After setting τt+ in order N and 1.7Ω buffer 7, we set the recording level and finally adjusted the recording equalizer, so each adjustment is done once. This allows you to obtain highly reliable data.

Furthermore, when adjusting the recording bias current, if there is a dropout or extreme level fluctuation, it can be reliably detected and there will be no malfunction.

Furthermore, although it is a fully automatic adjustment function, it can also be manually varied, giving the listener a high degree of freedom.

In addition, since a processor such as a microcomputer is used, other post-mortem functions such as timers and tape counters can be controlled by simply increasing the software and its interface, making it possible to freely increase the functionality of the magnetic recording and playback device.
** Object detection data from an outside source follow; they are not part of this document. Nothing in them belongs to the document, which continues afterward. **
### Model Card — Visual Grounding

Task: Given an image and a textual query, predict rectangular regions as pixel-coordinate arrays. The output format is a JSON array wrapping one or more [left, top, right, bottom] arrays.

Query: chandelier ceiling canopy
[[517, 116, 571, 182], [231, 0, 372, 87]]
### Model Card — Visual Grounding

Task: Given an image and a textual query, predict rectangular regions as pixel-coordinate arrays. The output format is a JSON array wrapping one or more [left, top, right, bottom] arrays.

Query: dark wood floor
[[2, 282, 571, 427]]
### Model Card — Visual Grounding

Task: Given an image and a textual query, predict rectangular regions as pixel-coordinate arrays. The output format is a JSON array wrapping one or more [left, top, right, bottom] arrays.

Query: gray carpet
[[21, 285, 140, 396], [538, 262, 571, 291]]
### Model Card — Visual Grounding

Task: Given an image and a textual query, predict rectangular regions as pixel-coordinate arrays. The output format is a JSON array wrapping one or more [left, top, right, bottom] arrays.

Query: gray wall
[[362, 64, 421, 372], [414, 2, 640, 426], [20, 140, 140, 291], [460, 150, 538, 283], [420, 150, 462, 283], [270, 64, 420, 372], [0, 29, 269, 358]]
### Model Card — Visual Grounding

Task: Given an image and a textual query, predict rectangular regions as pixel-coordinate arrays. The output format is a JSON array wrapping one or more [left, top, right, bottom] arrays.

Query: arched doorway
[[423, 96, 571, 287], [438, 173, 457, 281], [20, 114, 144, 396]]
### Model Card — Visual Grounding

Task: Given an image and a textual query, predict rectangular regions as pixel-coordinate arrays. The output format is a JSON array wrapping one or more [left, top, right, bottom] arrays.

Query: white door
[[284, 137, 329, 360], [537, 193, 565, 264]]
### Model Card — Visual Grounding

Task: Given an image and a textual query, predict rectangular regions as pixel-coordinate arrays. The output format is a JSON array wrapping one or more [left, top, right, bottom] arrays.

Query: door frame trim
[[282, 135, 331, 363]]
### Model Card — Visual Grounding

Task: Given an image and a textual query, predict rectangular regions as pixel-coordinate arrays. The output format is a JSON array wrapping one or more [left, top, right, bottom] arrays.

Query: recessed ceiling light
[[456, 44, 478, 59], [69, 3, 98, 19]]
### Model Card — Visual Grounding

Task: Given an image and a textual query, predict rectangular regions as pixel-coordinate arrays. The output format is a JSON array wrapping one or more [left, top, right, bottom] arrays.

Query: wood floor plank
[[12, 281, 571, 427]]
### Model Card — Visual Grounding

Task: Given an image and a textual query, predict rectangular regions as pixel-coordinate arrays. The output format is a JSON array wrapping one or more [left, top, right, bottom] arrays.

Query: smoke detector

It has many effects.

[BRIEF DESCRIPTION OF THE DRAWINGS] FIG. 1 is an operation panel used in the magnetic recording and reproducing device of the present invention, and FIG. 2 is a block diagram showing an embodiment of the present invention.
3 to 5 are characteristic diagrams for explaining the operation, FIG. 6 is a specific circuit diagram of FIG. 2, and FIG. 7 is a flowchart 17 showing the flow of the operation. 13...PIA 26...ROM 35...CPU 36...RA, M 39...Impedance control circuit patent applicant Pioneer Corporation @3 figure e〃θ-store 4I length color →E173F-o;'-)7
'OSA77 data → Continued from page 1 0 Author: Ishii Tsuyoshi, Tokorozawa City Hanazono 4, 0 author: Dai Takehata Shi, Tokorozawa City Hanazono 4

Claims (1)

[Claims] A means for setting an optimum recording bias current by varying the recording bias current at arbitrary time intervals, digitally storing each corresponding reference recording/playback signal, and calculating the recording bias current; Means for varying the level at arbitrary time intervals and comparing each corresponding reference recording and playback signal with the reference level to set the optimum recording level for the mid-low range; and means for varying the recording equalizer characteristics at arbitrary time intervals. ,
A magnetic recording and reproducing device comprising means for comparing each corresponding high-frequency reference recording and reproducing signal with a reference level to set optimum recording equalizer characteristics.